The main objective of our proposal is to reveal the transcriptional program that governs Golgi biogenesis. Synthesis of new Golgi components is required in a large cohort of physiological processes ranging from cell growth to tissue biogenesis. However, how transcription contributes to Golgi biogenesis has yet to be sufficiently understood. Although several mechanisms regulating expression of Golgi genes have been described, their specificity for Golgi biogenesis remains controversial because they emerged from studying pleotropic responses to drugs, toxins, and ER stress that occur in the presence of resident Golgi (or at least its main constituents). HERE WE PROPOSE TO ANALYZE HOW THE CELL REGULATES TRANSCRIPTION TO BUILD THE GOLGI FROM SCRATCH AFTER PHYSICAL REMOVAL OF THIS ORGANELLE. To achieve this challenging objective, the Golgi-containing portion of the cytoplasm will be severed by a laser from the rest of the cell, shaped by microfabricated patterns to be amenable for such Golgi nanosurgery.
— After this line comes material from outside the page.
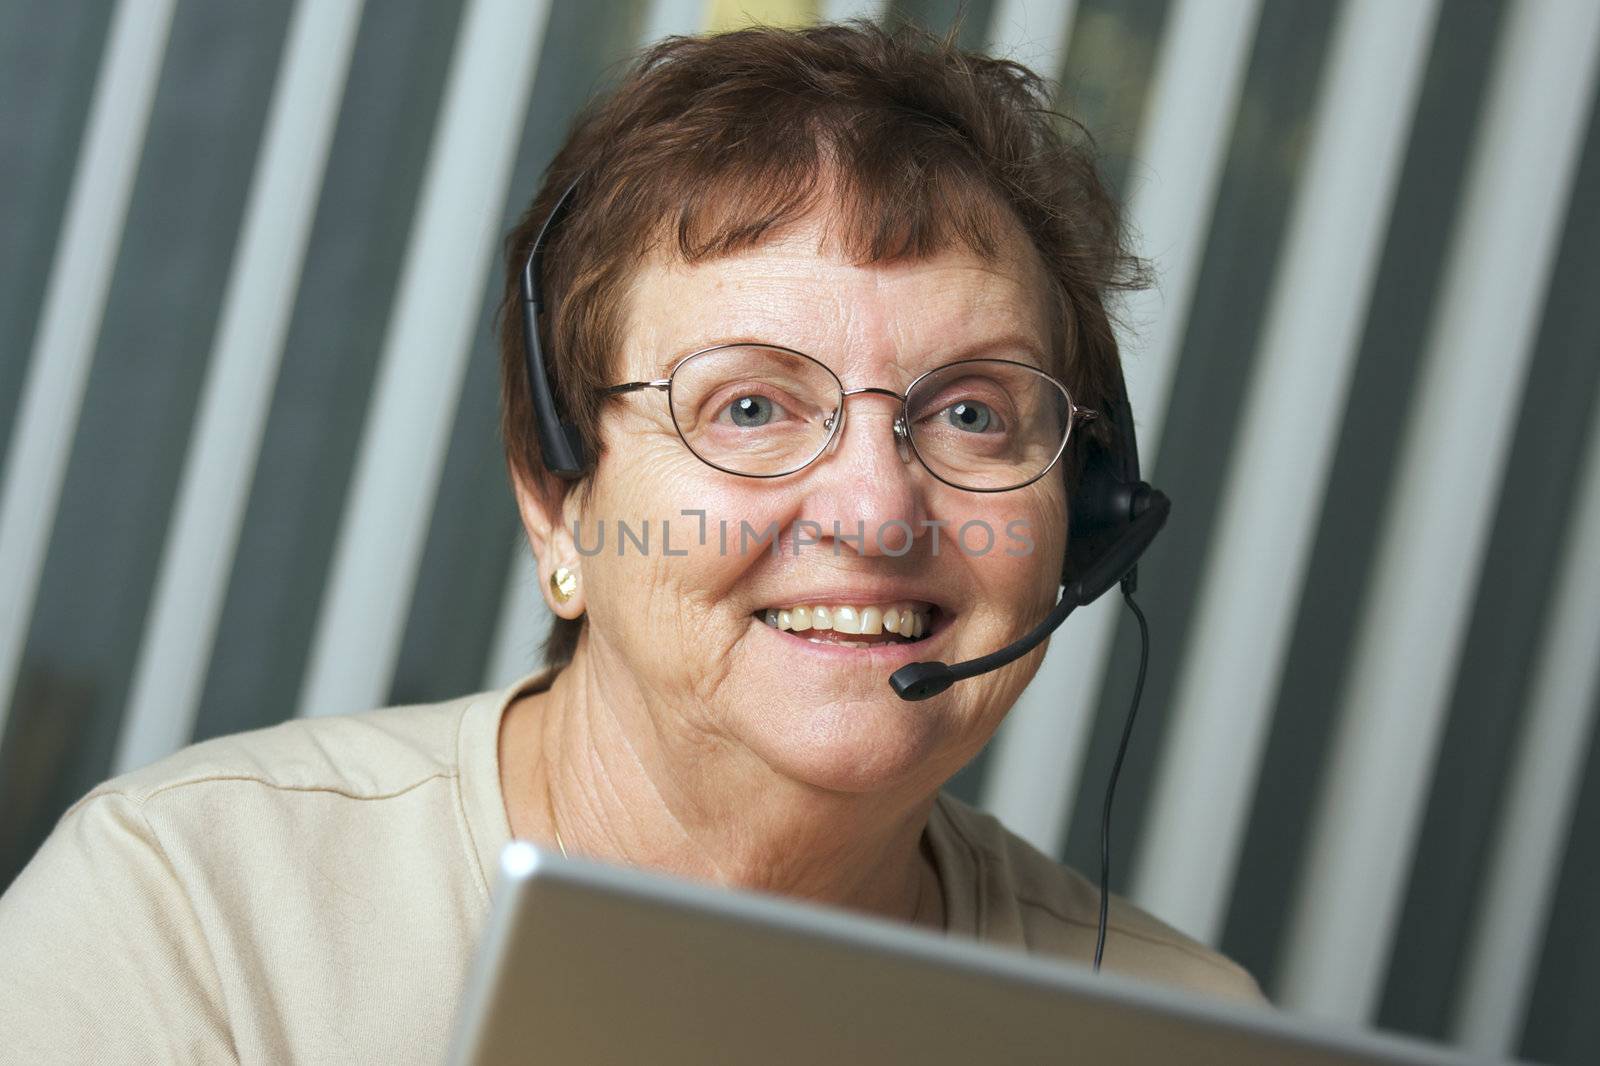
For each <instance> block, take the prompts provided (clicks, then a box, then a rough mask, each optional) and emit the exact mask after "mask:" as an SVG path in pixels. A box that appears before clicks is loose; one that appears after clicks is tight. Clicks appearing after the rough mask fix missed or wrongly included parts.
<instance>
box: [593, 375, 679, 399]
mask: <svg viewBox="0 0 1600 1066" xmlns="http://www.w3.org/2000/svg"><path fill="white" fill-rule="evenodd" d="M670 384H672V379H670V378H662V379H661V381H624V383H622V384H619V386H605V387H603V389H600V395H621V394H624V392H638V391H640V389H666V387H667V386H670Z"/></svg>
This procedure triggers a massive de novo assembly of the Golgi in the remaining part of the cell (karyoplast) that contains the nucleus. Golgi biogenesis in the karyoplast occurs in the absence of a preexisting Golgi organelle enabling a straightforward analysis of the transcriptional mechanisms required to build a new Golgi. This analysis will be done by collecting karyoplasts at different stages of Golgi recovery for single cell RNA-seq. A key to the success of our strategy is the international team of investigators with interdisciplinary expertise in laser nanosurgery, transcriptomics, microfabrication and high content screening of bioengineered materials. Analysis of the transcriptome during the de novo assembly of the Golgi will unveil (i) how transcription of various genes correlates with various stages of Golgi regeneration, (ii) which signaling mechanisms are involved in this process, and (iii) which transcription factors drive Golgi biogenesis. We will establish how this transcriptional program operates in processes that require active Golgi biogenesis, specifically cell growth during preparation for division, accelerated secretion, and cell differentiation. Finally, using microfabricated scaffolds and growth patterns we will explore how this Golgi-specific transcriptional program could be controlled to promote engineering of bone and muscle tissue.